4. Social interaction opportunities

It can’t be all work, work, work. Studies show that social interaction is an important part of working from home productivity. In an office setting, this might happen over a cup of coffee in the kitchen area, but with a distributed workforce there is more of an emphasis on managers to make time each day for team chats and catch ups that aren't focused on work.

5. Set deadlines

Deadlines help give structure to our working day and help set and manage expectations. They are even more vital when your workforce is distributed across multiple locations as it can be easy to feel like you have less control over your teams and their projects. Work-management software like Trello or other platforms have come to the forefront during the pandemic as a way of automating deadlines with the ability to add comments and update on progress.

6. Be flexible

While flexible working has existed for many years now, it’s never been more applicable than in the era of the hybrid office. The days of the 9-5 office worker are largely over. Today, home workers might start work earlier because they don’t need to commute before taking a break to drop the kids at school or take the dog for a walk, and then return to work.

Managers need to be equally flexible with their workforce. As long as your staff are putting the hours in and their output is high-quality, it doesn’t matter what time of the day they work – within reason.

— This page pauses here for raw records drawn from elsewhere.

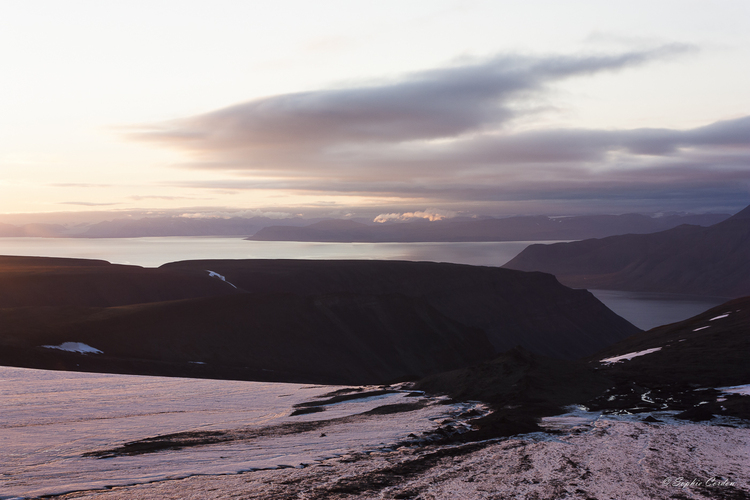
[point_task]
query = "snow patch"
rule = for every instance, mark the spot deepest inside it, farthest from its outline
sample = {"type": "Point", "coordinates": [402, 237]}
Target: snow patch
{"type": "Point", "coordinates": [217, 275]}
{"type": "Point", "coordinates": [75, 347]}
{"type": "Point", "coordinates": [628, 356]}
{"type": "Point", "coordinates": [719, 317]}
{"type": "Point", "coordinates": [736, 389]}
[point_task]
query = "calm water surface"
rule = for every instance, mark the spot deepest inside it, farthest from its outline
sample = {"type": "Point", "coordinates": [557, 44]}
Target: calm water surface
{"type": "Point", "coordinates": [152, 252]}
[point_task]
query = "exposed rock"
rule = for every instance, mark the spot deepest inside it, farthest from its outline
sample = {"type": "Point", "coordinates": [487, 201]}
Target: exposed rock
{"type": "Point", "coordinates": [686, 259]}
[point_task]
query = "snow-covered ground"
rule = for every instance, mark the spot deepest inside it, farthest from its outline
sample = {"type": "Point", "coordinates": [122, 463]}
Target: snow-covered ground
{"type": "Point", "coordinates": [75, 347]}
{"type": "Point", "coordinates": [589, 456]}
{"type": "Point", "coordinates": [628, 356]}
{"type": "Point", "coordinates": [50, 420]}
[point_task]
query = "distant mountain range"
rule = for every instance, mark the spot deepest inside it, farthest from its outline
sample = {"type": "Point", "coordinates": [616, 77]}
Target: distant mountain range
{"type": "Point", "coordinates": [152, 226]}
{"type": "Point", "coordinates": [687, 259]}
{"type": "Point", "coordinates": [344, 322]}
{"type": "Point", "coordinates": [522, 228]}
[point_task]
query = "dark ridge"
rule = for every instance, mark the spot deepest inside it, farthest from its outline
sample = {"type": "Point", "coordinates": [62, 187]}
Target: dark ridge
{"type": "Point", "coordinates": [528, 309]}
{"type": "Point", "coordinates": [343, 339]}
{"type": "Point", "coordinates": [333, 322]}
{"type": "Point", "coordinates": [45, 281]}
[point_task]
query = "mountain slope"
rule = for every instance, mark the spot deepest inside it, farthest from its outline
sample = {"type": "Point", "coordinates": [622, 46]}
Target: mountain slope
{"type": "Point", "coordinates": [46, 281]}
{"type": "Point", "coordinates": [686, 259]}
{"type": "Point", "coordinates": [528, 309]}
{"type": "Point", "coordinates": [336, 339]}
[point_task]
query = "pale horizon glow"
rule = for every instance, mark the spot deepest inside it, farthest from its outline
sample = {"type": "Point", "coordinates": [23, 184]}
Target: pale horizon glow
{"type": "Point", "coordinates": [335, 109]}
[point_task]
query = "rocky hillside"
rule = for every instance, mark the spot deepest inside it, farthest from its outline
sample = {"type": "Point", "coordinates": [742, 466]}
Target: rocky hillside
{"type": "Point", "coordinates": [531, 310]}
{"type": "Point", "coordinates": [687, 259]}
{"type": "Point", "coordinates": [347, 322]}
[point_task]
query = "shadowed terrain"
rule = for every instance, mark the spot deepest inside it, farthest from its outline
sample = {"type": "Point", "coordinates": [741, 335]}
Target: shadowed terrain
{"type": "Point", "coordinates": [346, 322]}
{"type": "Point", "coordinates": [687, 259]}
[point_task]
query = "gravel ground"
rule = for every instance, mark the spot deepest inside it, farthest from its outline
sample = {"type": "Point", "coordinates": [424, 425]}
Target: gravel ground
{"type": "Point", "coordinates": [603, 459]}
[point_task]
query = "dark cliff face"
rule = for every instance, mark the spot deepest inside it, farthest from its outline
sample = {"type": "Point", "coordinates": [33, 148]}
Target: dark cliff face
{"type": "Point", "coordinates": [687, 259]}
{"type": "Point", "coordinates": [348, 322]}
{"type": "Point", "coordinates": [532, 310]}
{"type": "Point", "coordinates": [45, 281]}
{"type": "Point", "coordinates": [336, 339]}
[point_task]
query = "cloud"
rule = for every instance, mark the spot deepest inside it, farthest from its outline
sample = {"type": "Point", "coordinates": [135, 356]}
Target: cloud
{"type": "Point", "coordinates": [86, 203]}
{"type": "Point", "coordinates": [447, 135]}
{"type": "Point", "coordinates": [431, 214]}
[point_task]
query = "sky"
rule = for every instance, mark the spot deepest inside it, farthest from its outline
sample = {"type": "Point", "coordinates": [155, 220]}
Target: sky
{"type": "Point", "coordinates": [385, 110]}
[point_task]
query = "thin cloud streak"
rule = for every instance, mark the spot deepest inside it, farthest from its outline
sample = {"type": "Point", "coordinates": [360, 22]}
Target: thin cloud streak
{"type": "Point", "coordinates": [446, 135]}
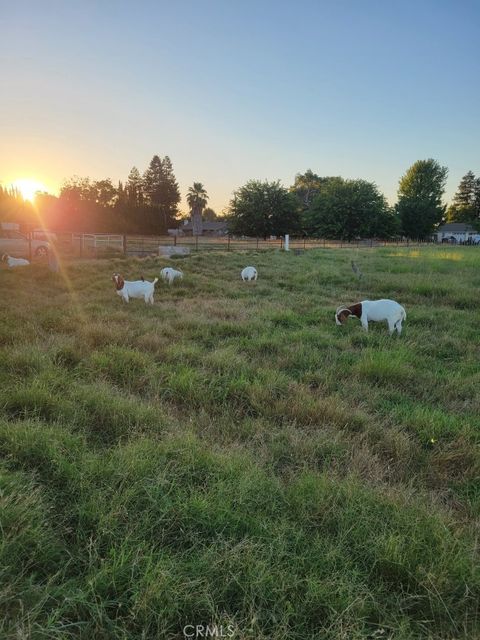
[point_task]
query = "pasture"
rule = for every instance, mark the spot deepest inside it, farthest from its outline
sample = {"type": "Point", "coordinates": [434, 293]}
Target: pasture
{"type": "Point", "coordinates": [230, 456]}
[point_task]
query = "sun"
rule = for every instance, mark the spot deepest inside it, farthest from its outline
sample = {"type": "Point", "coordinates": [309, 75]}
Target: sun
{"type": "Point", "coordinates": [28, 188]}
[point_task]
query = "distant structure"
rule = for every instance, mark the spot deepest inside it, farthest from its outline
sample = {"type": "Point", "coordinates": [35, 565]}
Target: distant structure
{"type": "Point", "coordinates": [215, 228]}
{"type": "Point", "coordinates": [457, 232]}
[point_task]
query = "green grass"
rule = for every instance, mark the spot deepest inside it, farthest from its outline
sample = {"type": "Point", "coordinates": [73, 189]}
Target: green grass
{"type": "Point", "coordinates": [230, 456]}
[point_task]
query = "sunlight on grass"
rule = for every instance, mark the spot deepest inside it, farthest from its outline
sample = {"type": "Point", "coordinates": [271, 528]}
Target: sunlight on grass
{"type": "Point", "coordinates": [230, 454]}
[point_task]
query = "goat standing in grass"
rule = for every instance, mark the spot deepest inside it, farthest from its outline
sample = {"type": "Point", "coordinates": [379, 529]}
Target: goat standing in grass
{"type": "Point", "coordinates": [127, 289]}
{"type": "Point", "coordinates": [249, 273]}
{"type": "Point", "coordinates": [374, 311]}
{"type": "Point", "coordinates": [356, 270]}
{"type": "Point", "coordinates": [169, 274]}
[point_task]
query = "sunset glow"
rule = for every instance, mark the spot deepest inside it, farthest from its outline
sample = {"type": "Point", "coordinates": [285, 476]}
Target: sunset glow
{"type": "Point", "coordinates": [28, 188]}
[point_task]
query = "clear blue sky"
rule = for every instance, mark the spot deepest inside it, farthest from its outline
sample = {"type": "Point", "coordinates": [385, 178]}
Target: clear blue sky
{"type": "Point", "coordinates": [239, 90]}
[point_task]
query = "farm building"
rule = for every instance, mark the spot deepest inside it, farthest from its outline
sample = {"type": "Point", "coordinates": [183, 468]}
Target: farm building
{"type": "Point", "coordinates": [215, 228]}
{"type": "Point", "coordinates": [457, 232]}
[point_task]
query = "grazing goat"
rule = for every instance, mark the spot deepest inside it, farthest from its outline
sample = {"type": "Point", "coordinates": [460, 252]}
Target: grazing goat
{"type": "Point", "coordinates": [356, 270]}
{"type": "Point", "coordinates": [127, 289]}
{"type": "Point", "coordinates": [14, 262]}
{"type": "Point", "coordinates": [249, 273]}
{"type": "Point", "coordinates": [169, 274]}
{"type": "Point", "coordinates": [374, 311]}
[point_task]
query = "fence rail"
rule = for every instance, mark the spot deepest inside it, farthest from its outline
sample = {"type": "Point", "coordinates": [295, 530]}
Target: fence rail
{"type": "Point", "coordinates": [98, 245]}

The flipside, however, is to also make sure your teams don’t work around the clock to the extent that they lose their work-life balance. After all, being productive doesn’t mean working all of the time; it means working smart and making the most of your time.

7. Provide a way to collaborate

Collaboration is king. Whether you’re using the cloud for collaboration, platforms like Slack or Trello for team communication and project management, Zoom for brainstorming meetings, or WhatsApp for a quick chat, there are a plethora of ways that technology can support collaboration. Working from home doesn’t mean working alone. It’s vital for managers to prevent silo working by enabling regular communication, pairing up colleagues on projects, and promoting collaboration wherever possible.

8. Give praise

Just because you’re not in the same office together doesn’t mean you shouldn’t celebrate successes. While this may have to take place virtually, it’s important to show staff how much you value their contribution by making time to give praise and involve the whole team/department where appropriate. From small wins to major milestones, let your staff know you appreciate their efforts wherever they’re based.

9. Listen to staff

It’s long been said that successful managers need to be great listeners. This trait has never been more important with a distributed workforce. Staff need to feel seen and heard by their organisation and one of the best ways to do this is simply to listen. Communication technology is connecting teams like never before, but good old fashioned listening never goes out of fashion.

10. Build connections

Managers may need to work twice as hard to create a personal rapport and bond with staff who they don’t see face to face, but it’s still possible and arguably even more necessary in a hybrid office. It’s not just managers and teams either. Organisations can help encourage connections between colleagues by teaming them up on projects or setting up a buddy system.


Many organisations were surprised to discover the benefits of more employees working from home during the pandemic. In fact, it worked so well in some cases that businesses are now adopting a hybrid office model as standard going forward. While many individuals reported greater efficiency and flexibility, home working does bring challenges too. Managers have a key role to play in maintaining productivity and helping home workers strike a healthy work-life balance.